Tuesday, February 11, 2020 / by AJ Shepard
Are you asking the absolute best price for rent? Or, are you asking for a price that is too high and causing unwarranted vacancy? Most everyone's goal with their income-producing rental property is to earn the most income possible. This is a fantastic goal. However, there is a two-edged dynamic to this question - over and underpricing. Neither scenario is optimal. When choosing a rental price for your rental property, there are several considerations to take into account. These considerations are competition, your goal with the property, costs/expenses and attracting quality tenants. To price a property to earn the most income, an investor must consider which properties they will be competing against within their hyper-local market. An investor must also take into account their goal or strategy with the subject property. With those factors being stated, the investor must also think about the prospect of living in the property from the perspective of the tenant. Quality tenants - tenants with good income, good credit scores, and good histories - have options. On the other hand, tenants whom are less than desirable, do not have options. Thus, these prospective tenants are more desperate and will lie and cheat the system in order to get into your property.
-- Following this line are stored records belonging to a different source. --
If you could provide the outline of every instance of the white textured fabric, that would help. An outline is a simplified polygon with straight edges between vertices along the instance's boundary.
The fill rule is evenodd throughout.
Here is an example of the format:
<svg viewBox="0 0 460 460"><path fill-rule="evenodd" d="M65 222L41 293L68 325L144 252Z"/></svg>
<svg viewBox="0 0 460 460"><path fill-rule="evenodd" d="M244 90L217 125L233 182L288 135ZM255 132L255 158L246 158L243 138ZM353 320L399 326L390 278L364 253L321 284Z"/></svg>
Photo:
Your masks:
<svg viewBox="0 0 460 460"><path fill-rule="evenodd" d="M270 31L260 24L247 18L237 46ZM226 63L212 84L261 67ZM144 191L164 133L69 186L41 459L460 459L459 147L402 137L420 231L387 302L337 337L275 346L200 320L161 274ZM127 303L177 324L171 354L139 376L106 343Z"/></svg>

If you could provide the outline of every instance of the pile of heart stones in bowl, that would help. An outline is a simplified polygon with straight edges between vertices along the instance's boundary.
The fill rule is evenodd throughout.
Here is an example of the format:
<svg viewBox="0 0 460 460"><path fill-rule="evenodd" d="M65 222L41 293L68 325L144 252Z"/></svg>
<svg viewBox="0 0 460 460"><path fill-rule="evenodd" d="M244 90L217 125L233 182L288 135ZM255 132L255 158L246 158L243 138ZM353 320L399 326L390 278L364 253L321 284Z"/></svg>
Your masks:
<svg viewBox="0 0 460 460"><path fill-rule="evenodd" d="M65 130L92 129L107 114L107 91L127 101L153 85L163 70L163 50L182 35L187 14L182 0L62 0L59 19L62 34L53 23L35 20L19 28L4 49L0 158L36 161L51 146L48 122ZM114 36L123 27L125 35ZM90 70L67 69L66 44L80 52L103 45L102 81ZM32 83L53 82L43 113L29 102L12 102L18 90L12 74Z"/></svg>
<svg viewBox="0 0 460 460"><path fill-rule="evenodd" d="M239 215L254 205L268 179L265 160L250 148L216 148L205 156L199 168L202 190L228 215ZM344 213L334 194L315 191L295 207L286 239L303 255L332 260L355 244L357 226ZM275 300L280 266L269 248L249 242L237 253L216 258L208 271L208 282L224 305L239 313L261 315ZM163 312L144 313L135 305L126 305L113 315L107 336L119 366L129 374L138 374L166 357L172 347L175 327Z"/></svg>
Competition. You will be completing with other rental properties in your hyper-local market. Hyper-local is usually designated to properties in the same neighborhood, or are within a .2 mile radius of your property. This is hands down the most important factor when choosing and setting a price for your rental property. When neglected, your property can act like an anchor to help other properties lease-up before yours. You should choose 2 or 3 properties that are currently being marketed for rent to base your rental price upon. These comparable properties should be similar in the number of bedrooms, bathrooms, square footage, and amenities. After choosing these properties it is best practice to price your rental property just below the current market rent in order to entice and persuade quality tenants (prospective tenants with options) that your property is the best value for them.
It is vital to keep an eye o your hyper-local market over the duration of the lease-up period. Tracking your property in comparison to its direct competitors will help you make corrections to the price in order to reduce vacancy. It is advised to drive through the area in which your property is located and see what the competing properties look and feel like. This will give you an empirical edge when choosing a price.
Attracting quality tenants cannot be overstated. Investors dream of tenants that are responsible, timely, and conscientious. These types of tenants do indeed exist; however, they need to feel that they are getting the best value at the time in which they are looking for a new place to call home. Traditionally, this means pricing your property just below current market rents. Although this appears to decrease the amount of income an investor earns from their property, it is actually the most profitable strategy to use. The reason this is the most profitable strategy is based on the behaviors that come along with quality tenants. Quality tenants pay rent on time, alert you when there are issues with the property in order to isolate issues that can have pernicious effects, and do not potentially disturb other tenants. Finding and keeping quality tenants is a tried and true strategy for optimizing your rental income.
In summary, it is important to understand your hyper-local market and analyze competing properties and continue to keep an eye on the market for new competing properties. Staying ahead of the market by pricing your rental property just below market rents is a good strategy for attracting quality tenants who are responsible, timely, and non-disruptive.